Die Grünen stellen wegen der stark steigenden Energiepreise soziale Forderungen. Nach den Worten des früheren Umweltministers Jürgen Trittin müssten das Wohngeld und das steuerfreie Existenzminimum erhöht werden. Im Jahr 2019 hatten 504 411 Haushalte in der Bundesrepublik Wohngeld erhalten. Dieser Zuschuss zu den Wohnkosten wird einkommensschwächeren Menschen gewährt, damit sie die Wohnkosten für einen »angemessenen Wohnraum« tragen können. Trittin sagte dem Sender Bild TV: Sollte es gelingen, bis Anfang Dezember eine rot-grün-gelbe Koalition zu bilden, könnten die Hilfen zum 1. Januar 2022 in Kraft treten. Trittin ging davon aus, dass allein durch eine Wohngelderhöhung »für viele übers Jahr gerechnet wahrscheinlich mehr als 100 Euro« rauskommen.
Unterstützung für diesen Vorstoß könnte aus der SPD kommen. Die Sozialdemokraten wollen in Mecklenburg-Vorpommern mit der Linkspartei die neue Landesregierung bilden. Linksfraktionschefin Simone Oldenburg hatte kürzlich angekündigt, dass eine rot-rote Landesregierung unter Führung der SPD-Politikerin Manuela Schwesig eine Bundesratsinitiative für mehr Wohngeld starten werde. »Heizen kann nicht mehr nur was für Reiche sein«, erklärte Oldenburg.
Es wird sich noch zeigen, was die FDP von der Idee hält, das Wohngeld anzuheben. Die Freien Demokraten sind keine Verfechter von höheren Sozialleistungen, sondern wollten in der Vergangenheit das Wohngeld mit weiteren steuerfinanzierten Sozialleistungen wie Arbeitslosengeld II, Kosten der Unterkunft und Heizung sowie dem Kinderzuschlag zu einer einheitlichen Sozialleistung zusammenzuführen. Beim Steuerfreibetrag könnten die Gespräche mit der FDP hingegen einfacher werden.

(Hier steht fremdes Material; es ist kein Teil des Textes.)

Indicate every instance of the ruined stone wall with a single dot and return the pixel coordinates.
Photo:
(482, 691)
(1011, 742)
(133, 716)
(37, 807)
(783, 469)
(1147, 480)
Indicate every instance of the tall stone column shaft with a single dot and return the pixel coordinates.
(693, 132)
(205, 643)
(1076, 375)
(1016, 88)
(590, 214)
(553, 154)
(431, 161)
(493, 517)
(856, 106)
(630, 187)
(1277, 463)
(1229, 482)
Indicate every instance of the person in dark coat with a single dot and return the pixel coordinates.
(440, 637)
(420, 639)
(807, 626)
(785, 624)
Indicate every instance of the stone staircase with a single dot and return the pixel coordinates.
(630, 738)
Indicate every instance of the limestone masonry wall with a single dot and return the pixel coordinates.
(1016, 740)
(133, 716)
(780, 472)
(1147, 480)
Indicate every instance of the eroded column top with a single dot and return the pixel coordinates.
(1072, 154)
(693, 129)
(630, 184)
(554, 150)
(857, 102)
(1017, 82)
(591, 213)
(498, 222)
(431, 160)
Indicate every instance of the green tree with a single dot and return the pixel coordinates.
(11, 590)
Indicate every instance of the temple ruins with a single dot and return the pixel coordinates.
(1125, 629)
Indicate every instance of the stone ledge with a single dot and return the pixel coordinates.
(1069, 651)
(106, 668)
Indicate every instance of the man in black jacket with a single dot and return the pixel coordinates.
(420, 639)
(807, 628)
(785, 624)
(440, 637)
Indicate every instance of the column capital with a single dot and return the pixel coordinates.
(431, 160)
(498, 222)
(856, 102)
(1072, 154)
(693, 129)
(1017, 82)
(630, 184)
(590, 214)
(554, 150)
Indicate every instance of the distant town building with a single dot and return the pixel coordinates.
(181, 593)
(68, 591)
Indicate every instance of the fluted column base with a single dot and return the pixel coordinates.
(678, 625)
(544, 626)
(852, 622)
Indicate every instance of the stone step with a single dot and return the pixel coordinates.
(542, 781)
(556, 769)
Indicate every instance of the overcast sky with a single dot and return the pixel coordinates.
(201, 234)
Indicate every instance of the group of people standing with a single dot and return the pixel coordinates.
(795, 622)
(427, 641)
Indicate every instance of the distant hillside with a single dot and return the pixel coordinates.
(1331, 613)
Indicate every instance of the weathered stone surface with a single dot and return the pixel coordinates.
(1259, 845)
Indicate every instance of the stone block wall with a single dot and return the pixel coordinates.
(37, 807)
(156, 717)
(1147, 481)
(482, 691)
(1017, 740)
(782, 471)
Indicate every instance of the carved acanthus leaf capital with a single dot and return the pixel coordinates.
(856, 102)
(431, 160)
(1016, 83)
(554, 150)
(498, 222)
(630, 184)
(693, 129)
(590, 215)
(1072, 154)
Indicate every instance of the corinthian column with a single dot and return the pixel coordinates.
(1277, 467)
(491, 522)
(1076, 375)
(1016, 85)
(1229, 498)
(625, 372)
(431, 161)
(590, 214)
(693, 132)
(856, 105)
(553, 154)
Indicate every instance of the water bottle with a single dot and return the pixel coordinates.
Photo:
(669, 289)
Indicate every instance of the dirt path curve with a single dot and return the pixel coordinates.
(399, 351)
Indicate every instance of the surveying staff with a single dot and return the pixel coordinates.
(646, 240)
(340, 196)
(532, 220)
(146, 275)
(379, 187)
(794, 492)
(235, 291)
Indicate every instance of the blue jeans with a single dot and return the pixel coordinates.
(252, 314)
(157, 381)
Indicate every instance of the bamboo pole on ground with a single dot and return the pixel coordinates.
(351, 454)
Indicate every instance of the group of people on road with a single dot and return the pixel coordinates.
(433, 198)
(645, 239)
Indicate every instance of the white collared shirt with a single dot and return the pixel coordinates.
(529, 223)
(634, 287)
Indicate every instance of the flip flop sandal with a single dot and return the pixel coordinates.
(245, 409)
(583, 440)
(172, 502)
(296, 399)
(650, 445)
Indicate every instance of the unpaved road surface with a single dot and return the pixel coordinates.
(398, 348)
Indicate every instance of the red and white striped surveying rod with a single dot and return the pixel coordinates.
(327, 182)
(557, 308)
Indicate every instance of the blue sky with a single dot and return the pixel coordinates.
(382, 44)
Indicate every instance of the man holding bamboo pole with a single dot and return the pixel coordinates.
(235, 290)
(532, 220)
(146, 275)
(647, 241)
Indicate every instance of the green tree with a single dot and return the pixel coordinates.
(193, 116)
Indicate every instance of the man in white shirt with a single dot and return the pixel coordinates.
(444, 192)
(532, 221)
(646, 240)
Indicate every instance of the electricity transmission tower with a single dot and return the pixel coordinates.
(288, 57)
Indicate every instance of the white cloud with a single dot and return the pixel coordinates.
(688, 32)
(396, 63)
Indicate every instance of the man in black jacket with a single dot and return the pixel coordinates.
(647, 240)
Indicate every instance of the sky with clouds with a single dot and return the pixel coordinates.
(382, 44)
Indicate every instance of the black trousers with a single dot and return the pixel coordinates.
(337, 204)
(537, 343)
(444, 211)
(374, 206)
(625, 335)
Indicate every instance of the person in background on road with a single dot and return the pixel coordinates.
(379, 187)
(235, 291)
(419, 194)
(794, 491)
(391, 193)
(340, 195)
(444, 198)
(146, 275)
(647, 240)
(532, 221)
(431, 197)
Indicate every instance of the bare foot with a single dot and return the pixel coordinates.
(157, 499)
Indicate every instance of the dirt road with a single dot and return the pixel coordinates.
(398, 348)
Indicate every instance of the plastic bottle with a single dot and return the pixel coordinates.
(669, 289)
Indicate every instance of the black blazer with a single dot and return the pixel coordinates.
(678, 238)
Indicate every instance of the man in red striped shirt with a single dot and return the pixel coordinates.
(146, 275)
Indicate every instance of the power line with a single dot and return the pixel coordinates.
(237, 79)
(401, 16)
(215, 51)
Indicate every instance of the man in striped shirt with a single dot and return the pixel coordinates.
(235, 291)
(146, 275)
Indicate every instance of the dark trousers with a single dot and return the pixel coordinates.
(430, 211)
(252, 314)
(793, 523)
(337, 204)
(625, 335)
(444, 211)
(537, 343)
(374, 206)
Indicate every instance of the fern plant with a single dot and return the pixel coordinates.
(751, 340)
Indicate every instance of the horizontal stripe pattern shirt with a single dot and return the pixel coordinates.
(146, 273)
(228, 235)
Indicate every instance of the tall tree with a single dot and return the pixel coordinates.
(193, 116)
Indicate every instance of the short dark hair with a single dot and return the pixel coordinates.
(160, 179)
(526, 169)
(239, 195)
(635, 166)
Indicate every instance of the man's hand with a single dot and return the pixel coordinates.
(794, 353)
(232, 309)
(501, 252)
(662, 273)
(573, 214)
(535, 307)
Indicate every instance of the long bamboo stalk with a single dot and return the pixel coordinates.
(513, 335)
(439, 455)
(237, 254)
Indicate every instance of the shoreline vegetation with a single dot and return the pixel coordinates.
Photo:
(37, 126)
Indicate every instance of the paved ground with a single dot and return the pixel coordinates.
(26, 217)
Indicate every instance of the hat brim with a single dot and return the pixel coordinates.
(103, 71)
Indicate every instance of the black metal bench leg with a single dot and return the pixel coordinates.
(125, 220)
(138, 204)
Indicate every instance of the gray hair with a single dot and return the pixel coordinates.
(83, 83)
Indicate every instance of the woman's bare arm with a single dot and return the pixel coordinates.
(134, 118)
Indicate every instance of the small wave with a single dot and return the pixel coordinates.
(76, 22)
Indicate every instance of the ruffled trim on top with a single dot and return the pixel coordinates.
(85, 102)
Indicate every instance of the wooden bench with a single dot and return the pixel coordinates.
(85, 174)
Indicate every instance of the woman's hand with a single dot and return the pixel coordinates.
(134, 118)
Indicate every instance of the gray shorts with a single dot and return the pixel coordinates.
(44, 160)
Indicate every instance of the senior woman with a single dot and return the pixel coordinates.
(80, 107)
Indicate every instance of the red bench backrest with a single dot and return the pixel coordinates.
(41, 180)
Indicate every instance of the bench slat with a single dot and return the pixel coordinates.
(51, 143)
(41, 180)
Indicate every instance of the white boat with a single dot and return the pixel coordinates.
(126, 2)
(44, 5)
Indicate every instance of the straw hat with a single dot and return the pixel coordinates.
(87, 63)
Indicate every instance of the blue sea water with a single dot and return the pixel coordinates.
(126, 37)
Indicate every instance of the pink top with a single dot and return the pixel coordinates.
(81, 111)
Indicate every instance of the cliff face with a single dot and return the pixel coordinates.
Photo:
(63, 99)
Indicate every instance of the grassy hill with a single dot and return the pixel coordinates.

Drohender Streit um Nord Stream 2
Die Äußerungen von Trittin werfen jedoch einmal mehr die Frage auf, wie SPD, Grüne und FDP ihre Vorhaben überhaupt finanzieren wollen. Steuererhöhungen für Spitzenverdiener und Vermögende haben die drei Parteien in ihrem Sondierungspapier ausgeschlossen und damit dem Willen der FDP entsprochen. Die Chancen für eine Entlastung kleiner und mittlerer Einkommen sind gering. Olaf Scholz und der Grünen-Vorsitzende Robert Habeck erklärten am Sonntagabend in der ARD-Sendung »Anne Will«, dass eine entsprechende Steuerreform nur möglich sei, wenn die Steuereinnahmen insgesamt steigen würden.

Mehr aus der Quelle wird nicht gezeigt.